Best of luck to the remaining few hopefuls stuck with this mini minor tiddler, hope you have a long term hold in mind. (providing they are still around that is)
Here's a few snippets--
Last week Alan Greenspan, the nation's financial elder statesman,
acknowledged that the Iraq war "is largely about oil." Big Coal is
hoping instability in the Middle East will spook Congress into a $10
billion subsidy for 10 or more coal-to-liquid (CTL) plants, to make
diesel fuel from coal instead of from oil. Coal-to-liquid (CTL) is Big
Coal's best hope for remaining viable, but the chances of success
grow dimmer each passing day.
** The Washington Post reported September 4 that, "In July,
Citigroup coal analysts downgraded the stocks of coal companies across
the board." "Prophesies of a new wave of coal-fired generation have
vaporized, while clean coal technologies... remain a decade away, or
more," Citigroup said.
** Coal can readily be turned into diesel fuel or jet fuel (though not
into gasoline). Reliable coal-to-liquid (CTL) technology was developed
in 1925 by German chemists and it provided half of Nazi German's
military fuel during World War II. Unfortunately, the German process
uses 5 to 7 gallons of water for each gallon of fuel it produces --
and in the U.S. much of the nation's coal lies beneath semi-arid lands
in Montana and Wyoming where water is particularly precious.
Worse yet, the German process (known as Fischer-Tropsch) produces
twice as much carbon dioxide per unit of energy, compared to diesel
made from petroleum. From a global warming perspective, investing in
coal-to-liquid plants could be a serious mistake, and Wall Street
knows it. CTL plants are having trouble finding financing.

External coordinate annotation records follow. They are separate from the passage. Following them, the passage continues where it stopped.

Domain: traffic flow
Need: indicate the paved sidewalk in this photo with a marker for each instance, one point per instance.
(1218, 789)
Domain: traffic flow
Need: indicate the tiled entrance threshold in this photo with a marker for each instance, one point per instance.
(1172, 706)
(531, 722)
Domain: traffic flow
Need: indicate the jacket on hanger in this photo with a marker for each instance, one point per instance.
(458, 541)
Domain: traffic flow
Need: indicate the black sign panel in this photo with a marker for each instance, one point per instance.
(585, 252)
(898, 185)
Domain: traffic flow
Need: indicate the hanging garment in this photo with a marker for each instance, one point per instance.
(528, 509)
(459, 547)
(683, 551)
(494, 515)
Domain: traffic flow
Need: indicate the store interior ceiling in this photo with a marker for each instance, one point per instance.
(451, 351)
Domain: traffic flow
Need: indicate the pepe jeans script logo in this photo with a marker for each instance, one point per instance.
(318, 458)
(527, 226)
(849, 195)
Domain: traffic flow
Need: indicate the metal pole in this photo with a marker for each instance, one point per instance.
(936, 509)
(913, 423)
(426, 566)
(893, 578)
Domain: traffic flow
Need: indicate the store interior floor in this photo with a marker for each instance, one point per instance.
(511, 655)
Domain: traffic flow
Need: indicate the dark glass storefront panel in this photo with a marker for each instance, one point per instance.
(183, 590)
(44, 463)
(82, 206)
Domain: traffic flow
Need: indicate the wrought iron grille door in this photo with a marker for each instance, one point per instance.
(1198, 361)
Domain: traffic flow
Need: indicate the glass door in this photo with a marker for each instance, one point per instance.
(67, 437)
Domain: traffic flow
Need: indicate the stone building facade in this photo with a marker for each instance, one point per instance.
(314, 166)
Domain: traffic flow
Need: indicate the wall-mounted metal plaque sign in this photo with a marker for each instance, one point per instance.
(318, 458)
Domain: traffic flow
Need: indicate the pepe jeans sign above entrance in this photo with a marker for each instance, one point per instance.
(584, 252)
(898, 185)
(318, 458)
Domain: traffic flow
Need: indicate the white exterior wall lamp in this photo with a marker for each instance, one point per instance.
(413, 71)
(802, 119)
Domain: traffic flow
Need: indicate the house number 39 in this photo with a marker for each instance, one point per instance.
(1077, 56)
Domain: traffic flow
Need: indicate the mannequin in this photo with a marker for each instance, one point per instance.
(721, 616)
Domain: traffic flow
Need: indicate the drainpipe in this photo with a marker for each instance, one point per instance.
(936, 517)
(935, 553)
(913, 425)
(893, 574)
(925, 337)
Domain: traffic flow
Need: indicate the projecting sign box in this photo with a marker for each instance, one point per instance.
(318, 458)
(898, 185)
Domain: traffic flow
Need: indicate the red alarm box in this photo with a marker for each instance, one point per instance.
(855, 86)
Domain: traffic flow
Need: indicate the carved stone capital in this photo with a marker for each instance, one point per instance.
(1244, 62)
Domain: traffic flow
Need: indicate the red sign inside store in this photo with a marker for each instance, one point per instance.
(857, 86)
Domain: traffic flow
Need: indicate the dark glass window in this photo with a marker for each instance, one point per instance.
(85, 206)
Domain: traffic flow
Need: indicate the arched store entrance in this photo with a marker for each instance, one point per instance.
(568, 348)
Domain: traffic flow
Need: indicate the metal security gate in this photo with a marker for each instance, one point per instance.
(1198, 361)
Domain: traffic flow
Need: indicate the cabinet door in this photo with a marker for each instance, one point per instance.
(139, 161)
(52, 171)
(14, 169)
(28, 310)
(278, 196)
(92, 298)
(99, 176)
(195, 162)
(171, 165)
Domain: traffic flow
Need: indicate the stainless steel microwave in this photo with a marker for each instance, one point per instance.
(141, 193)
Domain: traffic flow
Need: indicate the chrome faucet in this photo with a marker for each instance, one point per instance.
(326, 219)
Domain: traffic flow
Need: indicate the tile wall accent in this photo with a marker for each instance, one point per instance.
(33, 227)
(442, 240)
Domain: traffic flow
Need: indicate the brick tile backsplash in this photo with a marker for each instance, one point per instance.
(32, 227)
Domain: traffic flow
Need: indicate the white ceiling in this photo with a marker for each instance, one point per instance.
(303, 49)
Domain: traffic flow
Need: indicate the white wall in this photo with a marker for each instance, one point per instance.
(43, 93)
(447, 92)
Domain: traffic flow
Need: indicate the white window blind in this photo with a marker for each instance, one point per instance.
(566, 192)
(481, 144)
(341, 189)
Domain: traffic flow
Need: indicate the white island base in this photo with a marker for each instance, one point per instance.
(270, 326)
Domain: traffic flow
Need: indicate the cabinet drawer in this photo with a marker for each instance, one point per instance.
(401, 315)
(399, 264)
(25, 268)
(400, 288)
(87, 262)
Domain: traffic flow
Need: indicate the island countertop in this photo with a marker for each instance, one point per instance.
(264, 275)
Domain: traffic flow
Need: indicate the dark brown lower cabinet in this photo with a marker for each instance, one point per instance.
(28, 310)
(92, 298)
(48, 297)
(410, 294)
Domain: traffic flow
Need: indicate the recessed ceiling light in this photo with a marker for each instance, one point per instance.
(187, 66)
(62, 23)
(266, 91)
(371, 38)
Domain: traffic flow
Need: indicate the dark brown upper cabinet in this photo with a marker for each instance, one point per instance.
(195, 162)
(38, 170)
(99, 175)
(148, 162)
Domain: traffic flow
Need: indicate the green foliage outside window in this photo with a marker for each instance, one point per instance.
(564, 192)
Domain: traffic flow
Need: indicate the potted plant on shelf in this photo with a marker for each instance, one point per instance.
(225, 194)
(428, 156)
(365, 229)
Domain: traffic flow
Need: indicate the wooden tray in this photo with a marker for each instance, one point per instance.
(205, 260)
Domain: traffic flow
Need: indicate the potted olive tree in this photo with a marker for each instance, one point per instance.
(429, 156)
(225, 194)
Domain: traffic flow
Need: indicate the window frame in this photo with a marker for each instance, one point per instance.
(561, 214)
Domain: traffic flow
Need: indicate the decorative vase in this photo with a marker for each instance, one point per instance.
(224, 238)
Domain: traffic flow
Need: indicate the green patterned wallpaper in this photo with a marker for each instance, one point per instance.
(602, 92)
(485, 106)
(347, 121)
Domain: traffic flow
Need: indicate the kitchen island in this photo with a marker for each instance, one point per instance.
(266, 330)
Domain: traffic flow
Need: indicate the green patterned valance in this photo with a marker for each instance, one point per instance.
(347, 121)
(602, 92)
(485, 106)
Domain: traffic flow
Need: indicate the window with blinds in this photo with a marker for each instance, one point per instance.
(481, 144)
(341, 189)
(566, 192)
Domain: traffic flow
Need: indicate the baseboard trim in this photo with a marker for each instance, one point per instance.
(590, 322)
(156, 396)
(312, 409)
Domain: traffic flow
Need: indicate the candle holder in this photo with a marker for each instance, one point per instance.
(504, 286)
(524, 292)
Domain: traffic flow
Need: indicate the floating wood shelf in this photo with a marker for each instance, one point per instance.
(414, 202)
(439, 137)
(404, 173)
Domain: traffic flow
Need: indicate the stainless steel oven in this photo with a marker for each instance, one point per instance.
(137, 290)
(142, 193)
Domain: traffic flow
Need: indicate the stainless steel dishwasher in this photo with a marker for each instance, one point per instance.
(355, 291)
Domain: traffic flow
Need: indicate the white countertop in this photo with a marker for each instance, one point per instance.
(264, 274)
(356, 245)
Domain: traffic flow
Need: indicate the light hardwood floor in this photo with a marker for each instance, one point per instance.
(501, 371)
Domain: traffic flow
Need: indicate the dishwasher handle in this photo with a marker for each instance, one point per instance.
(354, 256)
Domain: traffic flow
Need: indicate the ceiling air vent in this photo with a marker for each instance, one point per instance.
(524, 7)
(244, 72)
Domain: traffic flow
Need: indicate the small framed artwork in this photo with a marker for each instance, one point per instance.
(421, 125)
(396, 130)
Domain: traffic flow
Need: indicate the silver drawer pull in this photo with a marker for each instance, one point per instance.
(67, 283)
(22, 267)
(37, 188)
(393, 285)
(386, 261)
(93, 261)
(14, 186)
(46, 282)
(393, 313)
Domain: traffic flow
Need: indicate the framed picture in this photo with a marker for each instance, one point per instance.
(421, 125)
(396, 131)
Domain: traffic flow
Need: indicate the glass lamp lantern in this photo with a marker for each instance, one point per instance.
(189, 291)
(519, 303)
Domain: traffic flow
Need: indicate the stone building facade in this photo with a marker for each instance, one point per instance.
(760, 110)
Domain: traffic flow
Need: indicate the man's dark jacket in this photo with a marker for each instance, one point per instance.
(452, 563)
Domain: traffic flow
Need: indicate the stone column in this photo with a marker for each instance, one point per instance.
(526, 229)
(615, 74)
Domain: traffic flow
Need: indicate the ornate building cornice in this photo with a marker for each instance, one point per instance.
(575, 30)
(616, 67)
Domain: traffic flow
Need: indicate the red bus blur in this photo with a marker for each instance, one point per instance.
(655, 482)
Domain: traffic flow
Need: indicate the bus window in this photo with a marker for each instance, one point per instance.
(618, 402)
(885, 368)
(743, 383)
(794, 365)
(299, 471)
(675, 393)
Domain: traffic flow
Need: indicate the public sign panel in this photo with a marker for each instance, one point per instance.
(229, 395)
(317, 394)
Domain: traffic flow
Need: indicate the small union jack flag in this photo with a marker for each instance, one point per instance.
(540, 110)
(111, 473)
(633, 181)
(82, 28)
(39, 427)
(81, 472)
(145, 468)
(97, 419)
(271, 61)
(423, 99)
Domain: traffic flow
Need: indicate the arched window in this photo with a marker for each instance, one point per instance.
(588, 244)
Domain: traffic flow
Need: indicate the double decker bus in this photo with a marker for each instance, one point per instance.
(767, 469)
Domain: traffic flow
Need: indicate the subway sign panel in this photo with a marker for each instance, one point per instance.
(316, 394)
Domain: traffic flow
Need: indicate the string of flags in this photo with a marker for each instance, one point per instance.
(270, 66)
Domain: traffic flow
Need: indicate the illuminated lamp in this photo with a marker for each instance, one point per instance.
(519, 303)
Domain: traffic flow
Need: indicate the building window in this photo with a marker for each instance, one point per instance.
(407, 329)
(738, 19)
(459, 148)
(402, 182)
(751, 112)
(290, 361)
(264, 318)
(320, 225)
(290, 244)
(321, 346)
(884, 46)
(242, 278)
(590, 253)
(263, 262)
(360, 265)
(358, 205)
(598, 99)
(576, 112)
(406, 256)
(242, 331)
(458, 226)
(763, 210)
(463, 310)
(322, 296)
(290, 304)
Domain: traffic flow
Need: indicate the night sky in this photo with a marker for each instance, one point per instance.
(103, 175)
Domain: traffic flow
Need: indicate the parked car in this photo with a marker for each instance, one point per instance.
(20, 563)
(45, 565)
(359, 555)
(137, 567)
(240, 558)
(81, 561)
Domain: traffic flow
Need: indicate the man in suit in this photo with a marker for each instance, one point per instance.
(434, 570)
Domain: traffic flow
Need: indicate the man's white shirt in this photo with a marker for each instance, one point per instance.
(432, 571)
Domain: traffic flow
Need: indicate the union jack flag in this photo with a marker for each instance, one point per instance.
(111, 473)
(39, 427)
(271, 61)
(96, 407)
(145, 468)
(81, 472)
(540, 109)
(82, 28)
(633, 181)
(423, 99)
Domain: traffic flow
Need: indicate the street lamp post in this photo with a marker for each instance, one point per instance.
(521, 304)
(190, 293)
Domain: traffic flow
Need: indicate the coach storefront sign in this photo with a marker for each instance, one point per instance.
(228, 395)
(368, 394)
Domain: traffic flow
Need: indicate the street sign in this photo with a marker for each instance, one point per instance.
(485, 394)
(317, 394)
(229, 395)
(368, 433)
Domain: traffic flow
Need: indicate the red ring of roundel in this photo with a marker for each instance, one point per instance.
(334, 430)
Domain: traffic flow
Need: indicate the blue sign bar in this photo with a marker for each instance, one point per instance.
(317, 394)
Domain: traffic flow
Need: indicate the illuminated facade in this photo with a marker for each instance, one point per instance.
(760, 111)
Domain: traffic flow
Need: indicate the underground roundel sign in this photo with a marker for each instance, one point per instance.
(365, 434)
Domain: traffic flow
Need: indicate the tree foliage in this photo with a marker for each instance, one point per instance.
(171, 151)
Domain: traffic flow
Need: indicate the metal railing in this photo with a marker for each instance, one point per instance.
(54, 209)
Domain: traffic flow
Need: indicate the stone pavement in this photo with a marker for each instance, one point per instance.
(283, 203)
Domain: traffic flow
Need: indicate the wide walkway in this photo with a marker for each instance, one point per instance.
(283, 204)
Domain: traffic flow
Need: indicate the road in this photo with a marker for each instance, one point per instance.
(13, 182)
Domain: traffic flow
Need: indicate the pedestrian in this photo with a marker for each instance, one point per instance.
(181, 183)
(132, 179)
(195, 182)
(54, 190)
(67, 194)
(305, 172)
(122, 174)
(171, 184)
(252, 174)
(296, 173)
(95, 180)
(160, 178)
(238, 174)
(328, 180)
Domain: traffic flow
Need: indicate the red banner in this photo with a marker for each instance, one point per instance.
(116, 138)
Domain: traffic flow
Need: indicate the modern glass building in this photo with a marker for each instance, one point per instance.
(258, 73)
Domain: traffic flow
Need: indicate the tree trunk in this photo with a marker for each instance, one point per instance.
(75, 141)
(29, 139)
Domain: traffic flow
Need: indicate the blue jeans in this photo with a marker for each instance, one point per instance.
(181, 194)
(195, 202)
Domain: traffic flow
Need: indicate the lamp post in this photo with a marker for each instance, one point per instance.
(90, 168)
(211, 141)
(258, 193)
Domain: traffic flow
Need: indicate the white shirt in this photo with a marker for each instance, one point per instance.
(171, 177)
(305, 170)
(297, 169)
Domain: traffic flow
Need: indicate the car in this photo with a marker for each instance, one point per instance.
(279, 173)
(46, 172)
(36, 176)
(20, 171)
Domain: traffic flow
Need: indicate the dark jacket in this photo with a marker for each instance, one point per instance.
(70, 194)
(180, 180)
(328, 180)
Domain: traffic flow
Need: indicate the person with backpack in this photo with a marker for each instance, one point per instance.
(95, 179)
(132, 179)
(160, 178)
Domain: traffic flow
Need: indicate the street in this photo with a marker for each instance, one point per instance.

CTL plants are expensive. The industry estimates that building an
80,000-barrel-per-day coal-to-liquids refinery would cost $7 to $9
billion, compared with less than $2 billion to build a similar-size
petroleum refinery. Despite endless lip service to "free markets,"
Wall Street investors are not going to gamble such large sums without
a substantial return guaranteed by the government. Long-term contracts
to sell expensive fuel to the Air Force is what the CTL industry has
in mind. Presently the Air Force is prohibited from making contracts
longer than 5 years -- so Congress would have to extend that to at
least 20 years (and then come up with additional subsidies, loan
guarantees, and price supports) to kick-start the CTL industry. In
Congress, it is Democrats who are most keen to subsidize the CTL
industry, the New York Times reports.
It is apparent that, for the first time in years, Big Coal finds
itself on the defensive. At this point, their only hope is a massive
federal bailout to jump-start a new industry -- coal-to-liquids, or
CTL. CTL is a dirty, expensive, -- and above all, unnecessary
-- solution to the nation's need for liquid fuels. This seems like a
political fight we can win -- if we can just keep the Democrats in
Congress from making a pact with the devil.